Other proposed projects would require state funding and are likely to compete for limited dollars with projects from around the state, Knight said. Among those are a water and wastewater master plan for Homer, an X-ray machine for Seldovia, a fire station off Lowell Point near Seward, money for land for a new campus for the Kachemak Bay Branch of Kenai Peninsula College, and an emergency medical vehicle for Nanwalek.

While there is plenty of talk about lengthening capital project wish lists, Wagoner said he and some of legislative colleagues are tossing around an idea that might qualify as downright foreign to Alaska's legislative history.
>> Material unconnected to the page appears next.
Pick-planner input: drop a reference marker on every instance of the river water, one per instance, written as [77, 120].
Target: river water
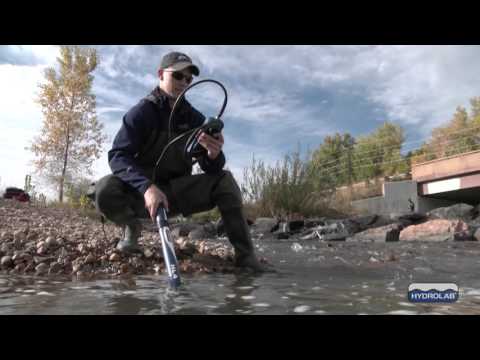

"There is some talk about doing without a capital budget," Wagoner said. "We could use the funds on the other side (the operating budget). That would make the Constitu-tional Budget Reserve draw-down more in line with the governor's recommendation."

Wagoner said foregoing some capital spending would help ensure adequate spending for education.

He cautioned, however, that doing without a capital budget is "just talk" for now. Rep. Mike Chenault said it is an interesting idea, but he added that he would be concerned about where and when such freed-up funds might be spent in the education arena.

"I would want to make sure it was going to K-12," he said.

The University of Alaska, while a worthy cause, has seen increased budgets in recent years, he said. K-12 education needs the money more.

"We have got to get our K-12 people educated to where they can go to college," he said.